The book based on the colloquium begins with a set of essays that provide a useful introduction to many of the major writers in the field. Manuel Castells argues that cities are increasingly socially and spatially polarised but suggests that in the right context IT could lead to a more humane city. Mitchell identifies four broad communication alternatives depending on different conjunctions of real or tele-presence and synchronous or asynchronous communication, and explores the ways in which these might affect various activities.

Mitchell also has an article in the second part of the book where he maps out the "complex and multi-layered" nature of access. Even if every house were wired up at an acceptable quality and cost, access would still depend on users having an appropriate computer, good interface software, literacy, English-language competence and the capacity to produce services. For Mitchell, access is incomplete while people remain passive consumers of information.

Anne Beamish reviews approaches to community networks, stressing the importance of moving beyond the broadcast model where target groups are seen as consumers but not producers of information and where the capacity of the technology to support communication is not realised.

The chapters that describe community initiatives make this book really distinctive. These are not naive accounts that gloss over the difficulties or claim to have delivered more than seems plausible. Instead, they are textured accounts that add as much to ideas of learning and community building as they do to understanding of how computers can be used. These include Jeanne Bamberger's account of how computers were used with children with difficulties at school to help them mediate between their often excellent understanding of the way things work in the real world and the symbolic representation of that knowledge that denotes academic success.

Through the experiences of one school dropout who became a professional graphic designer as a result of participating in a computer clubhouse, Mitchel Resnick et al articulate principles of learning based around active participation and ownership, motivations for learning, learning as participation in a culture of those who are already practitioners, and through an environment of respect and trust.

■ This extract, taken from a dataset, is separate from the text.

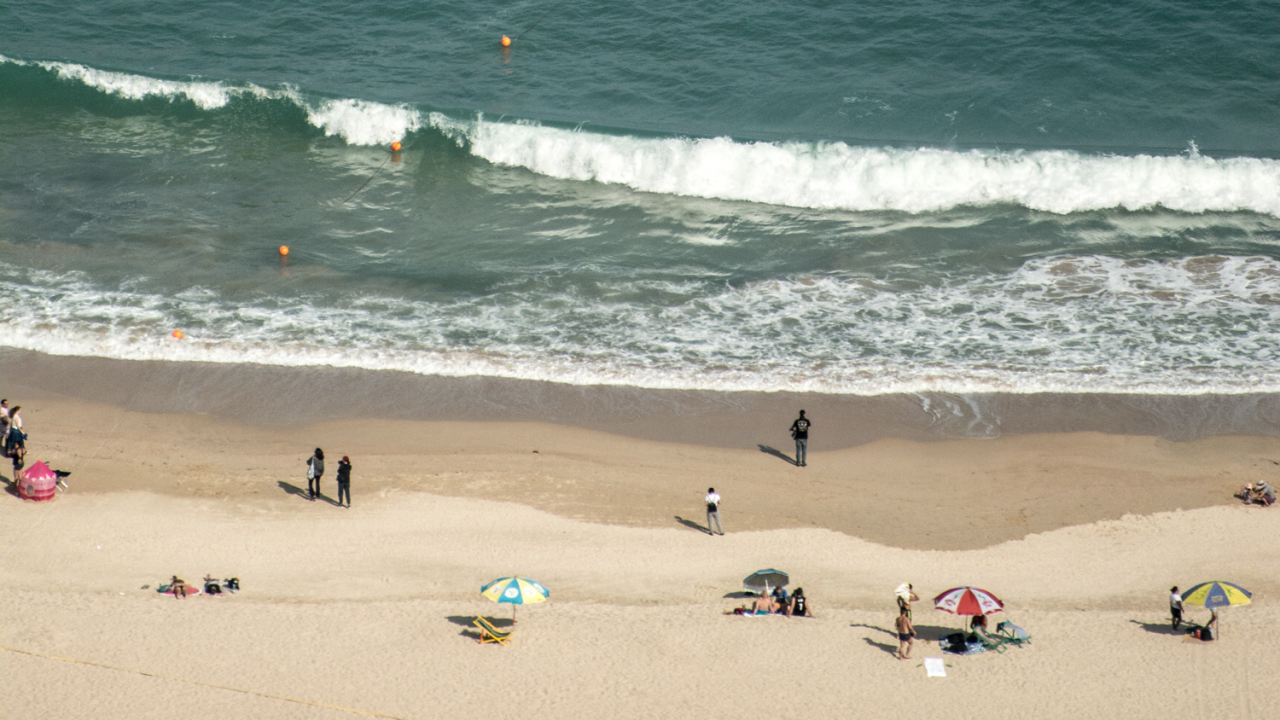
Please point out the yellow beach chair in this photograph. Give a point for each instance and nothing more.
(490, 634)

In a rather different, pre-web example Bruno Tardieu describes the creation by children of a community encyclopedia housed on a computer which increased their sense of identity and continuity. In a later example, which utilised multi-user access to shared databases, Alan and Michelle Shaw describe how the opportunity to share knowledge and views stimulated a range of community activities and stronger relationships with schools and health centres.

Sherry Turkle attempts to capture some of these ideas more analytically when she describes how knowledge that was professionalised and taken out of "information commons" can be returned to the community using PCs.

The book has excellent introductory and concluding chapters where the editors engage with and at times contest the approaches of contributing authors. There is a tendency to ignore the heterogeneity of low- income communities. Ethnicity clearly features but its significance for exclusion receives limited attention, as do issues of age. Divisions based on gender are at best implicit. Nevertheless this book provides a challenging and at times inspiring account of how technology can be used with low- income communities, which stresses that outcomes are not pre-determined.

Sonia Liff is a senior lecturer at Warwick Business School, Warwick University. She is currently researching social inclusion and access to computers and the internet as part of the ESRC's Virtual Society? programme.